How to implement security for FTP servers in Linux
Source: Internet
Author: User
How to implement security for FTP servers in Linux-Linux Enterprise applications-Linux server application information. As an FTP server on the Internet, the security of the system is very important. This is the first problem that is considered by setting up an FTP server. Its security mainly includes the following aspects:
1. Unauthorized users are prohibited from performing FTP operations on the server.
2. FTP users cannot read files or directories not permitted by the system owner.
3. FTP users are not allowed to create files or directories on the server.
4. FTP users cannot delete files or directories on the server.
The FTP server adopts some methods to verify the user identity to solve the first problem, including the following measures:
The user account used by the FTP user must be recorded in the/etc/passwd file (except for anonymous FTP users), and his password cannot be blank. The server rejects access if the user account and password are not entered correctly.
The FTP daemon FTPd also uses a/etc/FTPusers file. All users in this file will be denied by the server to provide the FTP service. Server Management can create "undesirable" User Directories and reject these users? Q. only when a user named "FTP" exists in the/etc/passwd file of the server can the server accept anonymous FTP connections, anonymous FTP users can use "anonymous" or "FTP" as their usernames and their own Internet email addresses as confidential words. To solve the other three security issues, you should manage the file attributes in the FTP home directory. We recommend that you take the following measures for each directory and its files:
FTP home directory: Set the owner of this directory to "FTP", and set the attribute to all users is not writable, to prevent malicious users from deleting files.
FTP/bin directory: This directory mainly contains some system files. The owner of this directory should be set to "root" (Super User ), setting the attribute to all users is not writable. To ensure that valid users can display files, set the ls file attribute in the directory to executable.
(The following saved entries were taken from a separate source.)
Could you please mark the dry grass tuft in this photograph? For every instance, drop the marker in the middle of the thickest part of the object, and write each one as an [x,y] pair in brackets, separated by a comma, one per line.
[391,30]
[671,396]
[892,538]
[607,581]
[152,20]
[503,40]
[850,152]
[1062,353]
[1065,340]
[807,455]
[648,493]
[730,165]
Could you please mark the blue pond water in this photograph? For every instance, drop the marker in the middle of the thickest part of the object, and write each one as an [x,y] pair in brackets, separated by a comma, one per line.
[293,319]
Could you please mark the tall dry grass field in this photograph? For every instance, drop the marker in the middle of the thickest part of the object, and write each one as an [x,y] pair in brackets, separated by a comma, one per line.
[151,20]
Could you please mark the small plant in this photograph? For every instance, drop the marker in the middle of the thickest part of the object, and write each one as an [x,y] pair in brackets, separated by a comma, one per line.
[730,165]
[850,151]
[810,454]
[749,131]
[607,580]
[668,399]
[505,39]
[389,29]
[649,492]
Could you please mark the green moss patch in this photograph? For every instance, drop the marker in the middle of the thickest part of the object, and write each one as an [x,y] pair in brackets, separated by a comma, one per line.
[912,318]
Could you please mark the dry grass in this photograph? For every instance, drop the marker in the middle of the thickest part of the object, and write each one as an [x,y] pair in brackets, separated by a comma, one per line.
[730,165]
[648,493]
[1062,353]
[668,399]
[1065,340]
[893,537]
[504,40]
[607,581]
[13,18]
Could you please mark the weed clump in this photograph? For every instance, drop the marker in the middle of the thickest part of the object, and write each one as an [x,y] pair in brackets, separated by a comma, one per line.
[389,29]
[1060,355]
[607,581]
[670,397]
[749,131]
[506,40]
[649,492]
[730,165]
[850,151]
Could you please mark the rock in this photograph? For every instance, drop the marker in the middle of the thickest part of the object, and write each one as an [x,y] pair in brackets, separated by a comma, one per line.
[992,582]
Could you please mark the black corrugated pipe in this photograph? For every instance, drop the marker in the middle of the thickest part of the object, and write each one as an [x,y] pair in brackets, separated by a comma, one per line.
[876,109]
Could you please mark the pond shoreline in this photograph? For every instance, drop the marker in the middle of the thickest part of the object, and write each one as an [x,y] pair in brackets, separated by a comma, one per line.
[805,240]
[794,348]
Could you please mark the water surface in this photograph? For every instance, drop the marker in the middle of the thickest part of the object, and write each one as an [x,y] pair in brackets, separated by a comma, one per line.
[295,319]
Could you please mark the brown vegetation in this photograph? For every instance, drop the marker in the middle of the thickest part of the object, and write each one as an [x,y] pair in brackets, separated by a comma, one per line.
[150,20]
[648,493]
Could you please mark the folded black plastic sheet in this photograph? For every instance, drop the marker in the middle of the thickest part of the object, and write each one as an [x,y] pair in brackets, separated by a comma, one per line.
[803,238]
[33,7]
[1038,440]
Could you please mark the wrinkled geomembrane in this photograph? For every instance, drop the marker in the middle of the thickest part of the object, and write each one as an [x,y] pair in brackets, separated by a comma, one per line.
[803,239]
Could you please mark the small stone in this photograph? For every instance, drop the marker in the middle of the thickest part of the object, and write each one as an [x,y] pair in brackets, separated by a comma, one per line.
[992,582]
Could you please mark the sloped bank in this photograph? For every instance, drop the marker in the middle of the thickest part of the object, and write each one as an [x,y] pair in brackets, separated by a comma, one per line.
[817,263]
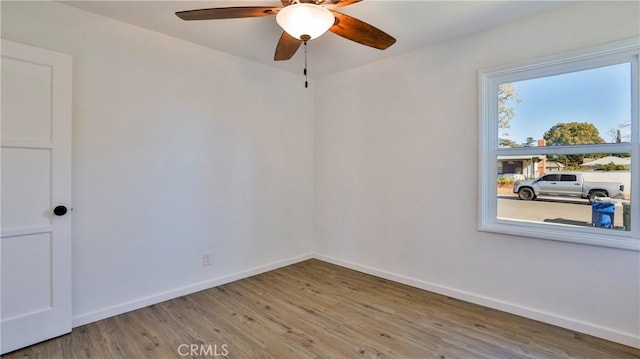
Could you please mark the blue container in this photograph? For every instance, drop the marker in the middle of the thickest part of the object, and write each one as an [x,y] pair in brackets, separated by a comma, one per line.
[602,214]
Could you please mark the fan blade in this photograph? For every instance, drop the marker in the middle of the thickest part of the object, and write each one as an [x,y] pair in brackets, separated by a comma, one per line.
[335,4]
[361,32]
[287,47]
[227,13]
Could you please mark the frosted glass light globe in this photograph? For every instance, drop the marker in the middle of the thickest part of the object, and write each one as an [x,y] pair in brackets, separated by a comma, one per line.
[299,20]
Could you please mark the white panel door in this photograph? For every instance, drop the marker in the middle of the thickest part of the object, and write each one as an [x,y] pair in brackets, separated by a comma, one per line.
[35,155]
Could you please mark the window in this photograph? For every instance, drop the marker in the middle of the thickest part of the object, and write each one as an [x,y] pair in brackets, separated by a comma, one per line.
[560,145]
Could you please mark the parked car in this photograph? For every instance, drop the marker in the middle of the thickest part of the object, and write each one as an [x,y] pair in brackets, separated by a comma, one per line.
[567,185]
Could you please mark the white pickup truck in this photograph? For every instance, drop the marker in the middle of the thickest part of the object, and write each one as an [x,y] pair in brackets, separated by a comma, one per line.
[566,185]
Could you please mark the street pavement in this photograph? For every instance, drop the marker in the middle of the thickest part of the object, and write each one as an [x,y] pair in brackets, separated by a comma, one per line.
[552,210]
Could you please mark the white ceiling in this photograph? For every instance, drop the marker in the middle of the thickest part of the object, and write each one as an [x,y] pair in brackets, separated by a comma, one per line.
[415,24]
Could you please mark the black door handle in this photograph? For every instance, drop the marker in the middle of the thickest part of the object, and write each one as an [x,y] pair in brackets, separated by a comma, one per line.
[60,210]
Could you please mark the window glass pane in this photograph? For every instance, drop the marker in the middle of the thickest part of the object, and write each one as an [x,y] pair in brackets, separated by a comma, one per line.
[596,194]
[583,107]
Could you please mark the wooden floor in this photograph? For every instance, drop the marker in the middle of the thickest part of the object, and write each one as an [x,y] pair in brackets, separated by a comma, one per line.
[315,309]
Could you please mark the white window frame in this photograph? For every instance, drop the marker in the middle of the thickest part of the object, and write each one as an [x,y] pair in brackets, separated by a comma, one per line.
[488,81]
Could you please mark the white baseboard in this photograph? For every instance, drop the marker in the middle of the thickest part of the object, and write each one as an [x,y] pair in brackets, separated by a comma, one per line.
[104,313]
[531,313]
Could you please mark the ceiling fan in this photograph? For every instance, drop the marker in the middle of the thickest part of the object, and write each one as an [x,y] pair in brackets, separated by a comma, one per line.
[302,20]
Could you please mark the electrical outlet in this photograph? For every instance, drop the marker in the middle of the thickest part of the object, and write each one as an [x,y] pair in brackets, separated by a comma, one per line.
[206,259]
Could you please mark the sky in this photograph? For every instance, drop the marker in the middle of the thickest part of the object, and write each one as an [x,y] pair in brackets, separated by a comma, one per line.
[599,96]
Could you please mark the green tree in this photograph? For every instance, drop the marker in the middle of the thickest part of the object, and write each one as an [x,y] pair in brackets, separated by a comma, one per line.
[572,133]
[506,94]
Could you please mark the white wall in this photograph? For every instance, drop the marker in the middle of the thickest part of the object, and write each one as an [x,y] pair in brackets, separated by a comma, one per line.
[177,150]
[395,195]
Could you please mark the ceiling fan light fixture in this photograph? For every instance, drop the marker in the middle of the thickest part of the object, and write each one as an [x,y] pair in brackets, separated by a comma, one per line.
[302,19]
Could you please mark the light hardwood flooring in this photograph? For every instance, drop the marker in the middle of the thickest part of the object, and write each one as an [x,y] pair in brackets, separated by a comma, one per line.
[318,310]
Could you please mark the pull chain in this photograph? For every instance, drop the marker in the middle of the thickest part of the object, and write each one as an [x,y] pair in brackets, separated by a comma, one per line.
[306,82]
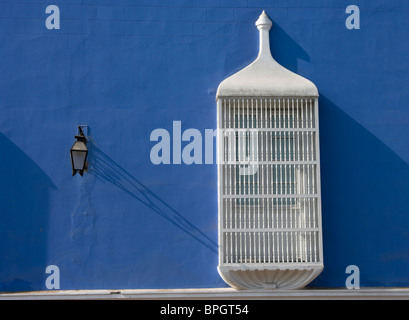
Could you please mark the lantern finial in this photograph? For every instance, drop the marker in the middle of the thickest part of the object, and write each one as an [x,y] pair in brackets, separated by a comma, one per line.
[264,25]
FTP/etc directory: Set the directory owner to "root", and set the attribute to all users. Set the attributes of the group file and passwd file in the directory to all user read-only attributes, and delete the password that the user adds to the passwd file in the editor. FTP/pub Directory: Set the owner of this directory to "FTP" and set its attributes to read, write, and execute by all users.
This ensures that the system files are not deleted or modified, and that FTP users can access the files normally.
The content source of this page is from Internet, which doesn't represent Alibaba Cloud's opinion;
products and services mentioned on that page don't have any relationship with Alibaba Cloud. If the
content of the page makes you feel confusing, please write us an email, we will handle the problem
within 5 days after receiving your email.
If you find any instances of plagiarism from the community, please send an email to:
info-contact@alibabacloud.com
and provide relevant evidence. A staff member will contact you within 5 working days.